Fmi rialza stime Pil Italia

Fmi rialza stime Pil Italia

Rispetto al World Economic Outlook di ottobre, l'Italia ha guadagnato 0,3 punti di crescita nel 2018 e 0,2 punti nel 2019.

"L'incertezza politica fornisce spazio a rischi per la realizzazione delle riforme o alla possibilità di un riorientamento delle agende", scrivono i tecnici di Washington in riferimento alle elezioni che si terranno il 4 marzo. L'aggiornamento dell'Outlook, presentato durante il World Economic Forum di Davos, per quest'anno si colloca su un incrmento analogo a quello resa noto venerdì scorso da da Bankitalia nel suo Bollettino Economico mentre per il prossimo anno è inferiore di un decimo di punto. Per l'Italia (e per altri paesi), comunque, il documento segnala anche i rischi in materia di attuazione delle riforme dovuti all'incertezza politica legata alle prossime elezioni.

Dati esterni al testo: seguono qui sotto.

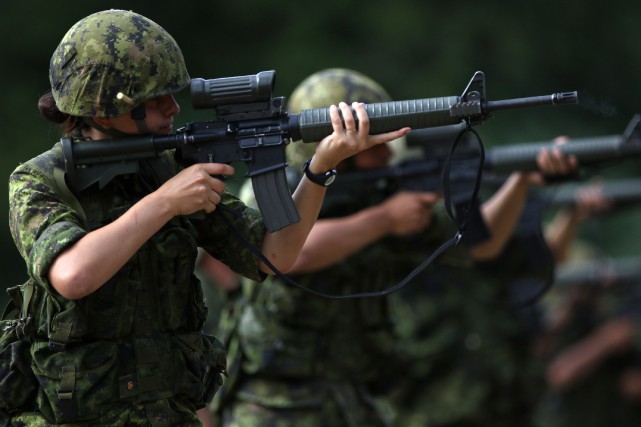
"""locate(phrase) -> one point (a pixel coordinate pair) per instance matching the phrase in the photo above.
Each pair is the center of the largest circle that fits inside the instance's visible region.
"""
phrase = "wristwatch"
(323, 180)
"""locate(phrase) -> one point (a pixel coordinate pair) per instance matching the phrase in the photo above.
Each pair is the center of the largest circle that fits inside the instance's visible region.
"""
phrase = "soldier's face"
(159, 117)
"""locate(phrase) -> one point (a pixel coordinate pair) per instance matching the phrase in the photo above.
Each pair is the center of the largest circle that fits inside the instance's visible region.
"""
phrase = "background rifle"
(600, 272)
(251, 127)
(619, 192)
(425, 173)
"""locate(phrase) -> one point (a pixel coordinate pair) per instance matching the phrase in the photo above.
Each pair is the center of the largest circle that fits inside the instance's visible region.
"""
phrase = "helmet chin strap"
(138, 115)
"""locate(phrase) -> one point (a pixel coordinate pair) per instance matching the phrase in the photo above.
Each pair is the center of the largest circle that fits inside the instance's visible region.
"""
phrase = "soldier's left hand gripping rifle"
(251, 126)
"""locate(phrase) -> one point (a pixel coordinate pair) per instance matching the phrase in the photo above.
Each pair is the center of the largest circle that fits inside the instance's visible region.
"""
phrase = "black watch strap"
(323, 180)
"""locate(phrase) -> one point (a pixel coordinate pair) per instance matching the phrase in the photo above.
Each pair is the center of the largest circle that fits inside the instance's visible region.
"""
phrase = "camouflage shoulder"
(44, 164)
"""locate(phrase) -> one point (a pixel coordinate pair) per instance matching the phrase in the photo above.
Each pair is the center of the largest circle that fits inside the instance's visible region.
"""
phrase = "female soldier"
(117, 310)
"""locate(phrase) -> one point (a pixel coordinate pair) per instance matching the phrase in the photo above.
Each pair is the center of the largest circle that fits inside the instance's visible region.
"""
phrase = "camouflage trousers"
(290, 404)
(160, 413)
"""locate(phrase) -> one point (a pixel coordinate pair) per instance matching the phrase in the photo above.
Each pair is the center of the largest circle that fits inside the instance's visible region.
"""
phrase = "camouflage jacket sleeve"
(226, 233)
(42, 222)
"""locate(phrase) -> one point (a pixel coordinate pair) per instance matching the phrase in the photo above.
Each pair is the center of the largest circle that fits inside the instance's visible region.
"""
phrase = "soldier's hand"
(196, 188)
(409, 212)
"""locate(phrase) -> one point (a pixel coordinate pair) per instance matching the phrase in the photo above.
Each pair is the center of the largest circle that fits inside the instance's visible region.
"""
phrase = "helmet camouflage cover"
(323, 89)
(110, 61)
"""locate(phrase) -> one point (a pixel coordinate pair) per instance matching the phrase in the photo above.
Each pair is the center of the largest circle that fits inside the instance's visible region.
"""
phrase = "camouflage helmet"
(324, 88)
(113, 60)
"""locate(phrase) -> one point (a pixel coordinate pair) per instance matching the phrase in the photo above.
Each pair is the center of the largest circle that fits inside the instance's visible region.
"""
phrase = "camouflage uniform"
(132, 352)
(468, 360)
(596, 400)
(296, 359)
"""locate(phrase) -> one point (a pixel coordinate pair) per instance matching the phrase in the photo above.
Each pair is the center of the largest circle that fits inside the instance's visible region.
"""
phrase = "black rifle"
(600, 272)
(425, 172)
(620, 192)
(252, 127)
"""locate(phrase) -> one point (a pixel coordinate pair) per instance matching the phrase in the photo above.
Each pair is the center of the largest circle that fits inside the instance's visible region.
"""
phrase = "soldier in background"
(296, 359)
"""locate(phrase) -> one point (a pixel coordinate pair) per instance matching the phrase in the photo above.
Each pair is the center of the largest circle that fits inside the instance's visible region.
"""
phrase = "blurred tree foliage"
(414, 48)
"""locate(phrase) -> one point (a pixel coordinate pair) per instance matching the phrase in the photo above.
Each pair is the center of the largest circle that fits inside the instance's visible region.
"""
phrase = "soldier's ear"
(104, 122)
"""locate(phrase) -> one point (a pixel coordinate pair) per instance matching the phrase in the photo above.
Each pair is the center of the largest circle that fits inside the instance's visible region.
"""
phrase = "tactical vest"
(138, 337)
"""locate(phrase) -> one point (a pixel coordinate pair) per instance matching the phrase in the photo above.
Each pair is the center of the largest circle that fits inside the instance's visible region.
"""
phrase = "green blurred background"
(414, 48)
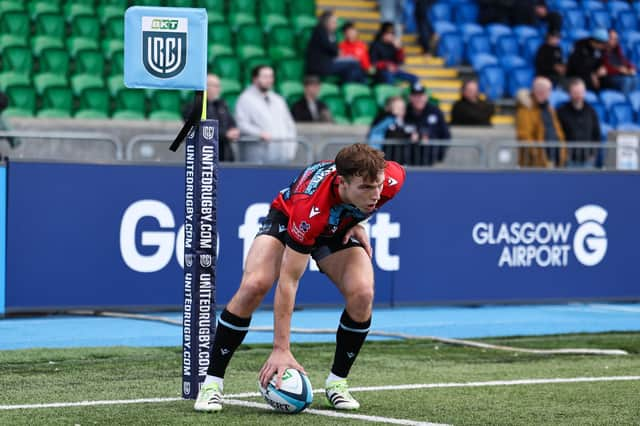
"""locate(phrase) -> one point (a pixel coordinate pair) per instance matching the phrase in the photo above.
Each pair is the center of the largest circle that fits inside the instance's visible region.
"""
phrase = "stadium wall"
(110, 237)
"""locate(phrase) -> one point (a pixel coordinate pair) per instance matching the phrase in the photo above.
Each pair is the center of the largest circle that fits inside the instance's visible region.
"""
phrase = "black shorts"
(276, 222)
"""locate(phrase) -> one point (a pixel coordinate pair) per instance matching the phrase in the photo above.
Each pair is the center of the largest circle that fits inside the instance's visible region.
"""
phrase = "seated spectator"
(621, 73)
(470, 110)
(586, 60)
(536, 122)
(310, 108)
(391, 125)
(579, 123)
(353, 47)
(322, 53)
(430, 124)
(387, 56)
(264, 116)
(217, 109)
(549, 61)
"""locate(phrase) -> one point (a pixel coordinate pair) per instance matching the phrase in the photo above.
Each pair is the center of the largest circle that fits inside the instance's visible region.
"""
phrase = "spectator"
(586, 60)
(549, 61)
(430, 124)
(264, 115)
(387, 55)
(310, 108)
(217, 109)
(579, 123)
(470, 110)
(353, 47)
(322, 53)
(621, 73)
(391, 125)
(427, 38)
(537, 123)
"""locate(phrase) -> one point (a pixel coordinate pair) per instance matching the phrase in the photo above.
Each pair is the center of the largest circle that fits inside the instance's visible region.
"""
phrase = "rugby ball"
(294, 395)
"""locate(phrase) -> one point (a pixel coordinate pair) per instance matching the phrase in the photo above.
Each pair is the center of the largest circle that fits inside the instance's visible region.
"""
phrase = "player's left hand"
(359, 234)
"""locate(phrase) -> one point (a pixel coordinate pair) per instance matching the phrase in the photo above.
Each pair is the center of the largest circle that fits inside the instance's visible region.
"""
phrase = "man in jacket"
(537, 123)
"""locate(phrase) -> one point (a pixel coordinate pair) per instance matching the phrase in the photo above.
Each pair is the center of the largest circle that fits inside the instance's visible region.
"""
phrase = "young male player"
(317, 215)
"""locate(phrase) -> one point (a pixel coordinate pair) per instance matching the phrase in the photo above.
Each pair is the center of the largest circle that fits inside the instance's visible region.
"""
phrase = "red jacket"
(358, 49)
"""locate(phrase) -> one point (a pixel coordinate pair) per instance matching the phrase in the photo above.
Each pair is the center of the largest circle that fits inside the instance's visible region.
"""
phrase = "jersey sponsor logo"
(314, 212)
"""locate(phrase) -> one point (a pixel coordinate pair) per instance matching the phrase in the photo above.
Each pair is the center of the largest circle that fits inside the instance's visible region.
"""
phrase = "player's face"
(362, 193)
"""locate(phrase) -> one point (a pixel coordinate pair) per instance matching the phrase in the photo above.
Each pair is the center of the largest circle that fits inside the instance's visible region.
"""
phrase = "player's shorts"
(275, 225)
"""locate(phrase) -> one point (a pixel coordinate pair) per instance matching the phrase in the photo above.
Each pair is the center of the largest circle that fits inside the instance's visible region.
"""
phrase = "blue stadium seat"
(531, 46)
(519, 78)
(440, 12)
(481, 60)
(507, 45)
(599, 18)
(478, 43)
(492, 81)
(610, 97)
(558, 97)
(620, 113)
(496, 30)
(574, 18)
(466, 13)
(626, 21)
(451, 48)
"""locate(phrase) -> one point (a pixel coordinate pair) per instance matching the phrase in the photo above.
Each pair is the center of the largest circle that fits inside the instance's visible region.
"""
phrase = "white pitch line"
(355, 389)
(327, 413)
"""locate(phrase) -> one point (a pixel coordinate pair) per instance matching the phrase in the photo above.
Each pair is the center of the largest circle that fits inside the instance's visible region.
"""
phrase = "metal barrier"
(62, 145)
(437, 153)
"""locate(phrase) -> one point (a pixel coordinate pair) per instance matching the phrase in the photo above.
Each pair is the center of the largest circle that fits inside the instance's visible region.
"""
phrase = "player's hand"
(278, 362)
(361, 235)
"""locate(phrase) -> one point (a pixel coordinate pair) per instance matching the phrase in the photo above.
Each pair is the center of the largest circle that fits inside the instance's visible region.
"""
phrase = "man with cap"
(586, 61)
(430, 123)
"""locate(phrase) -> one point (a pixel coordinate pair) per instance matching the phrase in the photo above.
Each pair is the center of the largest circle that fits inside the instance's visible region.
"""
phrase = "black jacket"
(321, 51)
(218, 110)
(466, 113)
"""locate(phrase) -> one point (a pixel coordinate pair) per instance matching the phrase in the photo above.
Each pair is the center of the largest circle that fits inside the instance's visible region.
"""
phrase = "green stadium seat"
(226, 67)
(58, 98)
(383, 91)
(90, 114)
(363, 110)
(53, 113)
(95, 98)
(290, 69)
(338, 108)
(162, 115)
(90, 62)
(43, 81)
(82, 82)
(51, 25)
(329, 89)
(18, 59)
(126, 114)
(114, 28)
(10, 78)
(354, 90)
(43, 42)
(292, 91)
(85, 26)
(16, 23)
(22, 97)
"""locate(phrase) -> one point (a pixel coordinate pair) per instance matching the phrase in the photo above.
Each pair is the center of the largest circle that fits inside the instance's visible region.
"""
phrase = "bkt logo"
(160, 245)
(164, 46)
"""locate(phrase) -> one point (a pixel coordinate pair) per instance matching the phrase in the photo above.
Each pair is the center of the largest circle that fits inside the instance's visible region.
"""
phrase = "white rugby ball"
(294, 395)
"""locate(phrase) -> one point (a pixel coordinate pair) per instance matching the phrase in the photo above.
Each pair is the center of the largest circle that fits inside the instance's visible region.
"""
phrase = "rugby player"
(318, 215)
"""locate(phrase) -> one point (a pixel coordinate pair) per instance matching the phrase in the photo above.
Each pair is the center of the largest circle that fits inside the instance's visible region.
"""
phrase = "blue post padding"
(165, 48)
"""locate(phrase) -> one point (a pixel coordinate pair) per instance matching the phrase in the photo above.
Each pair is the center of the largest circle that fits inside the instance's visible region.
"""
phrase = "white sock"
(333, 378)
(214, 379)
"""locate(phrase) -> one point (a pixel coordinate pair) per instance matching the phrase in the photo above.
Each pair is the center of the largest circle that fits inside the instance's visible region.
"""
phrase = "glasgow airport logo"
(164, 45)
(547, 244)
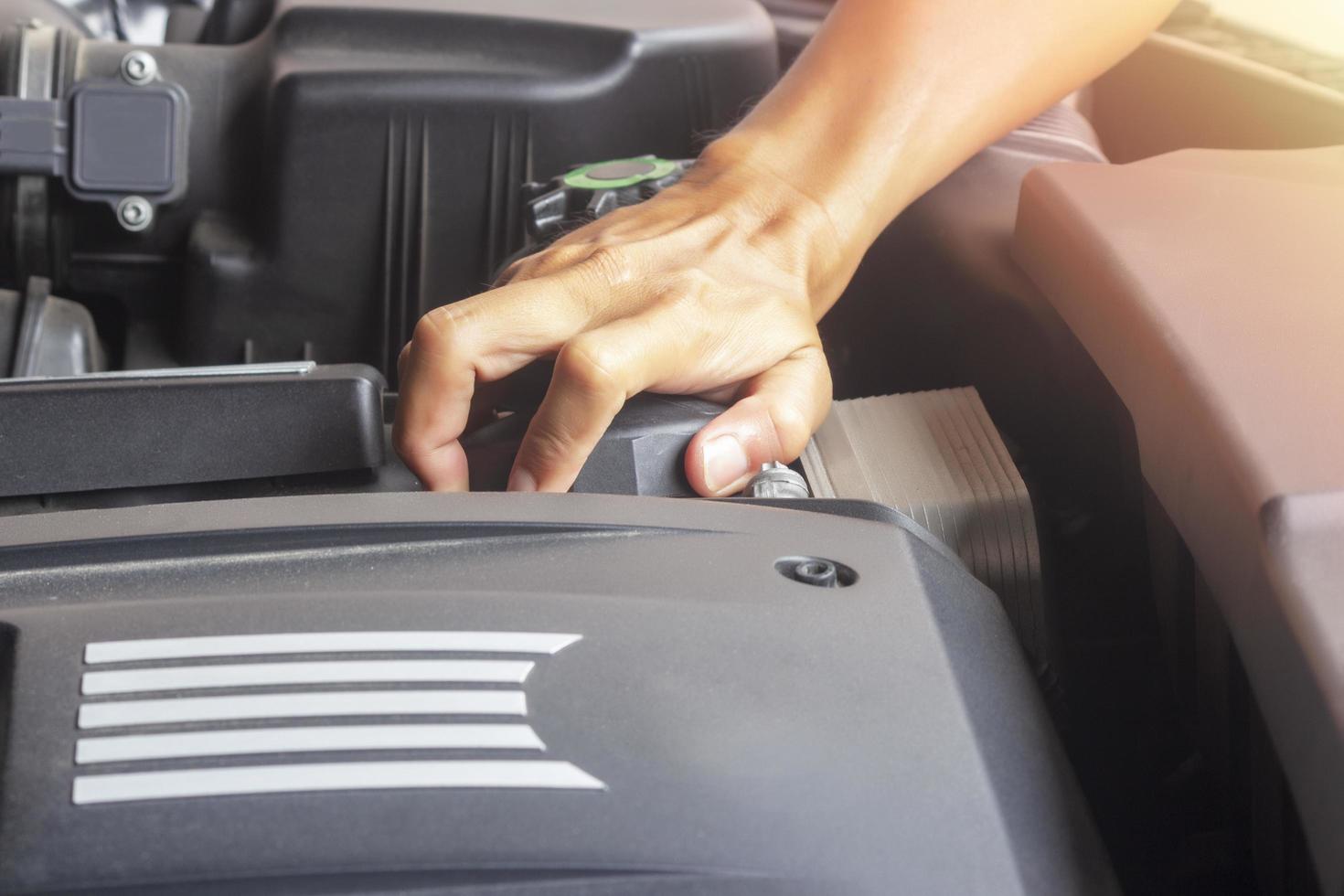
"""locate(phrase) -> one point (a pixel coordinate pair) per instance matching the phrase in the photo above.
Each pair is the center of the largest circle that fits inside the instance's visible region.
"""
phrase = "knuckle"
(611, 265)
(589, 366)
(437, 332)
(792, 427)
(443, 331)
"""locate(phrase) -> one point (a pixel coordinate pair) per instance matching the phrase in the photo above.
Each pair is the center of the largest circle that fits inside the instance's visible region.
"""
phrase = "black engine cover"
(691, 720)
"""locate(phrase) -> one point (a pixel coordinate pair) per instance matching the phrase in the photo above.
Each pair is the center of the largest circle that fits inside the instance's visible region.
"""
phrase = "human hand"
(711, 288)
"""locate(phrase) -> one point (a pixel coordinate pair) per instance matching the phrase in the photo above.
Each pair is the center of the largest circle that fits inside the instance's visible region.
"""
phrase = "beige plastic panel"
(1209, 286)
(1174, 94)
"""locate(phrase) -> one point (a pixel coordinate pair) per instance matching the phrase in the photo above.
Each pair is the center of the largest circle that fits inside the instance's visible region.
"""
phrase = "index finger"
(484, 337)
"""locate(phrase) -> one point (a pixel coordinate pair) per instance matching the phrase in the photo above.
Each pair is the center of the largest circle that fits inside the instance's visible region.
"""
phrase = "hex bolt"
(777, 481)
(134, 214)
(139, 68)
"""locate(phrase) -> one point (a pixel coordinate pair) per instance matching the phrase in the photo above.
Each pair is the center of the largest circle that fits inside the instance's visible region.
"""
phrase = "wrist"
(754, 188)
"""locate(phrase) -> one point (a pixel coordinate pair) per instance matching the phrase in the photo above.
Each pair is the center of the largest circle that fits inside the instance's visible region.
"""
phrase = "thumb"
(774, 418)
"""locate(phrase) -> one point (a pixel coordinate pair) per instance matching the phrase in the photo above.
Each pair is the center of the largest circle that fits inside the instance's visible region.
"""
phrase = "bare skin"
(715, 286)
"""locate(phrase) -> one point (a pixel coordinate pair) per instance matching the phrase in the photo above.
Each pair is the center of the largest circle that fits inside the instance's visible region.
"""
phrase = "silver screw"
(777, 481)
(134, 214)
(139, 68)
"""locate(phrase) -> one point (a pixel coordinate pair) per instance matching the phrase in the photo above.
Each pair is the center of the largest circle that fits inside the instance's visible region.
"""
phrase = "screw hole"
(816, 571)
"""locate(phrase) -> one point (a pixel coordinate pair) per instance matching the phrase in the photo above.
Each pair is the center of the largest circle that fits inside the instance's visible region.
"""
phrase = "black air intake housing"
(312, 191)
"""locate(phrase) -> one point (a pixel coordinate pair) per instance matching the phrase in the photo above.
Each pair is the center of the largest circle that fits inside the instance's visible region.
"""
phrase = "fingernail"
(725, 463)
(522, 481)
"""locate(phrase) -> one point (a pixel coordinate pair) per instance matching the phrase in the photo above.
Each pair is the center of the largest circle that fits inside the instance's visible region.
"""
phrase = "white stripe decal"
(306, 778)
(292, 673)
(305, 739)
(326, 643)
(286, 706)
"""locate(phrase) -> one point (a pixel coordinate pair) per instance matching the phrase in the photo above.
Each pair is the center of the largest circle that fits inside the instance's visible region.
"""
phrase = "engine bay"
(242, 652)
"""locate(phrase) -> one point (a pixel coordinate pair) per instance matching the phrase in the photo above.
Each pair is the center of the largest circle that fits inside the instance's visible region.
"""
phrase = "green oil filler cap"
(618, 172)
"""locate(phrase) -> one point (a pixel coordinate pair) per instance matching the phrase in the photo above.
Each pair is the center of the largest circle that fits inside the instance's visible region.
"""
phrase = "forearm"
(891, 96)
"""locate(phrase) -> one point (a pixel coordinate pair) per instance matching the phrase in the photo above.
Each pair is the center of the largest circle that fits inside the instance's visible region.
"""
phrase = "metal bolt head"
(777, 481)
(139, 68)
(134, 214)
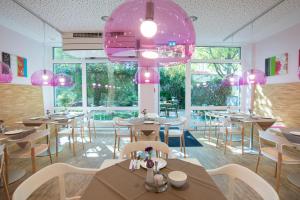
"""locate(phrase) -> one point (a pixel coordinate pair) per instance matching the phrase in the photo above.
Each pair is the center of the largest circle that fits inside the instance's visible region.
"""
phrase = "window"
(207, 76)
(111, 85)
(69, 96)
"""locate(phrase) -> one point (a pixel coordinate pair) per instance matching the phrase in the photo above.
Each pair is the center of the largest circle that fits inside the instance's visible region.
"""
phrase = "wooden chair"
(90, 124)
(70, 128)
(180, 124)
(3, 177)
(277, 152)
(59, 170)
(258, 184)
(122, 129)
(32, 148)
(231, 127)
(212, 122)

"I tassi di crescita per molte delle economie dell'area dell'euro sono stati rivisti al rialzo, soprattutto per Germania, Italia e Paesi Bassi, riflettendo il maggiore impulso della domanda interna e una maggiore domanda esterna", spiega il Fmi.

Per quanto in miglioramento, le prospettive dell'economia italiana restano ampiamente più deboli rispetto alla media della zona euro: per quest'ultima il Fmi stima un +2,4% nell'anno appena concluso, un +2,2% nel 2018 e un +2,0% nel 2019 (in tutti tre i casi le previsioni sono state alzate di 0,3 punti percentuali rispetto a ottobre). Dunque la riforma fiscale di Trump è vista come volano di crescita che dovrebbe portare gli States a un PIL del 2,7% nel 2018, contro il +2,3% del 2017 e al +2,5% nel 2019. Per l'Eurozona, dopo il +2,4% del 2017, il Fondo monetario prevede per quest'anno una crescita del 2,2% e del 2% per il prossimo (+0,3 punti percentuali rispetto alle stime precedenti per entrambi gli anni).